Sozialhilfe: Neue Gesetze lösen massive Probleme aus

Armutskonferenz besorgt über Verschlechterungen bei Menschen mit Behinderungen, Wohnen, Frauen in Not, Gesundheit, Kinder und Familien

(14.09.2021) „Die rückläufigen Zahlen in der Sozialhilfe dürfen nicht über die massiven Probleme hinwegtäuschen, die die neuen Gesetze im Land auslösen“, kommentiert das Netzwerk Armutskonferenz die aktuellen Daten der Statistik Austria. „Die negativen Auswirkungen der in manchen Bundesländern bereits umgesetzten Sozialhilfe auf Menschen mit Behinderungen, Wohnen, Frauen in Not, Gesundheit, Kinder und Familien sind massiv.“ Betroffen sind beispielsweise Menschen in teilbetreuten Wohngemeinschaften, im Übergangswohnen sowie in psychosozialen Wohnheimen. In Anspruch genommen werden diese Einrichtungen von Männern und Frauen, die eine schwierige persönliche Situation hinter sich haben, oftmals mit Obdachlosigkeit oder Gewalt konfrontiert waren.

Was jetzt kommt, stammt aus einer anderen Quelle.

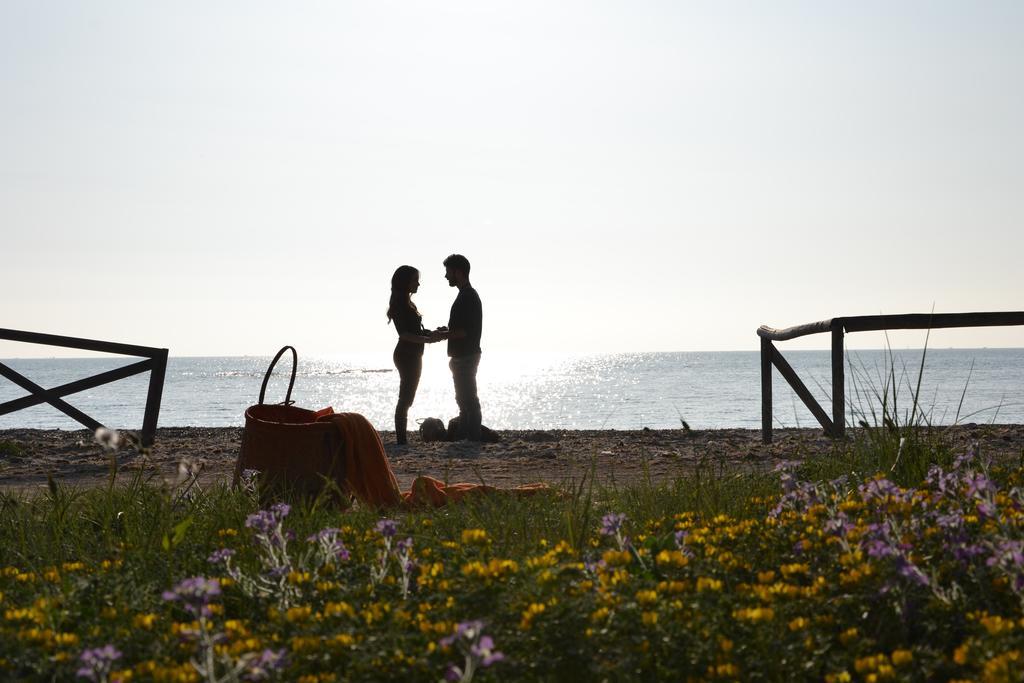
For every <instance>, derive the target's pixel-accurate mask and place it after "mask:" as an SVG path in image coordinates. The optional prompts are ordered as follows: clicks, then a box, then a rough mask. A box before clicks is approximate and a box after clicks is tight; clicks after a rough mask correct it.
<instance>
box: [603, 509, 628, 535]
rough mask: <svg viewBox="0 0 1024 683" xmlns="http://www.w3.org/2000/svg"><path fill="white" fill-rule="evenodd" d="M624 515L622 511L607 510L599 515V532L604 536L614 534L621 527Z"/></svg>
mask: <svg viewBox="0 0 1024 683" xmlns="http://www.w3.org/2000/svg"><path fill="white" fill-rule="evenodd" d="M625 521H626V515H625V514H624V513H622V512H609V513H608V514H606V515H604V516H603V517H601V533H602V535H604V536H615V535H617V533H618V532H620V531H622V529H623V522H625Z"/></svg>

Verwaltungsaufwand steigt, dafür werden Leistungen gekürzt

Die Sozialhilfe ist umständlich kompliziert. Die Folge: Der Verwaltungsaufwand steigt, dafür werden Leistungen gekürzt. Nach Schätzung der zuständigen Fachabteilung des Landes Kärnten werden die Leistungen für Sozialhilfeempfänger um rund 360.000 Euro sinken. Im Gegenzug wird es in den Sozialämtern durch den erhöhten Verwaltungsaufwand zu Personalmehrkosten in Höhe von rund 1,06 Millionen Euro kommen. Die Allgemeinheit soll mehr bezahlen müssen, damit Hilfe suchende Personen weniger erhalten.

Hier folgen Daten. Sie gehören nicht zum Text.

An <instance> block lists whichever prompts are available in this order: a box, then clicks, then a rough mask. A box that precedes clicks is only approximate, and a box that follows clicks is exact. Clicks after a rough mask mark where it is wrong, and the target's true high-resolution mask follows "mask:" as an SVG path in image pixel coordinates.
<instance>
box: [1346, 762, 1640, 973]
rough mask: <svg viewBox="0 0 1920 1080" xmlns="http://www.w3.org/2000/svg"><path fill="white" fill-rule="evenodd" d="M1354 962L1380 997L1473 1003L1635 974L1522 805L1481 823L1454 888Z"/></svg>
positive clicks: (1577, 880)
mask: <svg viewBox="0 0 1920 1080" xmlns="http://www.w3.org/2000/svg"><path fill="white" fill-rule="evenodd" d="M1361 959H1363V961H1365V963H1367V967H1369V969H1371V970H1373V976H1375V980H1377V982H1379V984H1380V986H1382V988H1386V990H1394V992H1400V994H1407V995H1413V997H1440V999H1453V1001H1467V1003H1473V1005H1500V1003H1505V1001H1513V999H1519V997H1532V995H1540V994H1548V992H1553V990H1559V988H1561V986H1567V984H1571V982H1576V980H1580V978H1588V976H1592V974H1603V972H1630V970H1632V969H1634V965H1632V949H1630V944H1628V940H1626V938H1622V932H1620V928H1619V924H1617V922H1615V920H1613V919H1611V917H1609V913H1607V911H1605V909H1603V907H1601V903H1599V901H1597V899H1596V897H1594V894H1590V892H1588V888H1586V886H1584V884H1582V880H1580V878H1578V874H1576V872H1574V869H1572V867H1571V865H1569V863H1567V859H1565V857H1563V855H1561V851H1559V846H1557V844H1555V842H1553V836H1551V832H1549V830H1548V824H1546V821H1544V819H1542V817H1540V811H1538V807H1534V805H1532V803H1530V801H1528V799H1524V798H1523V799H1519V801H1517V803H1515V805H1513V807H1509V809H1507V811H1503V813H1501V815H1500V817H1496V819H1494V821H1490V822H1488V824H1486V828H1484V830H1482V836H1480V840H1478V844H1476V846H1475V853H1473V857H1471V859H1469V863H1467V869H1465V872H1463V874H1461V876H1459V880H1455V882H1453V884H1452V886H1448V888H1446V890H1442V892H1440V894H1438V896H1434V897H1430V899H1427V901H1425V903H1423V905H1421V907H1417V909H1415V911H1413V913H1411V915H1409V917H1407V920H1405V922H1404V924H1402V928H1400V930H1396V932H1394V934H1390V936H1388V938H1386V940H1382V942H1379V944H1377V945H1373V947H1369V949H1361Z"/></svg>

Zu wenig zum Wohnen, zu wenig zum Leben

Die durchschnittliche Bruttomiete inklusive Betriebskosten betrug in NÖ im Jahr 2019 509 Euro – der Wohnbedarf der Mindestsicherung für eine alleinstehende Person, ohne Eigenheim 379 Euro. Nicht nur in der Landeshauptstadt ist ein Zuhause deshalb für viele kaum noch leistbar. Das Gesetz sieht außerdem vor, dass – im Gegensatz zur Mindestsicherung – statt 75 % lediglich 60% für den Lebensunterhalt verbleiben. Vom 40%igen Wohnanteil wird die Leistung aus der Wohnbauförderung abgezogen, was insgesamt dazu führt, dass die hilfebedürftige Person weniger fürs Leben und weniger fürs Wohnen erhält.

Unterhalt jetzt überall

Menschen mit Behinderungen können gezwungen werden, ihre Eltern auf finanziellen Unterhalt zu verklagen – auch, wenn sie längst volljährig sind. Wenn sich die Betroffenen weigern, wird die Leistung empfindlich gekürzt. „Diese Regelung galt bisher nur in manchen Bundesländern, die neue Sozialhilfe zwingt diese schlechte Praxis jetzt allen auf“, so die Armutskonferenz.

Die Geschichte von Tanja

Die Geschichte von Tanja in Einzelbildern

Zuverdienst abkassiert

Auch die Zuverdienstgrenze für Menschen mit Behinderungen wird drastisch reduziert. Die Armutskonferenz bringt ein Beispiel aus OÖ: Herr I. arbeitet in der Einrichtung, wo er wohnt, für einige Stunden pro Woche im Wasch- und Bügelservice. Dieser Betrag wird nun zur Gänze von seiner Sozialhilfeleistung abgezogen. Damit soll er Bekleidung, Hygieneartikel, unerwartete Ausgaben und persönliche Bedürfnisse bestreiten. Herr I. hat eine minderjährige Tochter, die er gern monatlich besucht. Die Fahrtkosten gehen sich jetzt nicht mehr aus.

Die Geschichten von Frau Emre und Herrn Innerhofer

Frauen-Notwohnungen gekürzt

In Niederösterreich bietet die Frauenberatung Notwohnungen an, wo jeweils drei Frauen wohnen. In der jetzt eingeführten Sozialhilfe werden diese unsachgemäß als WG bzw. Haushaltsgemeinschaft bewertet. Die dritte Frau bekommt nur die Hälfte der Existenzsicherung, eine massive Kürzung, „zum Sterben zu viel ist, zum Leben zu wenig“.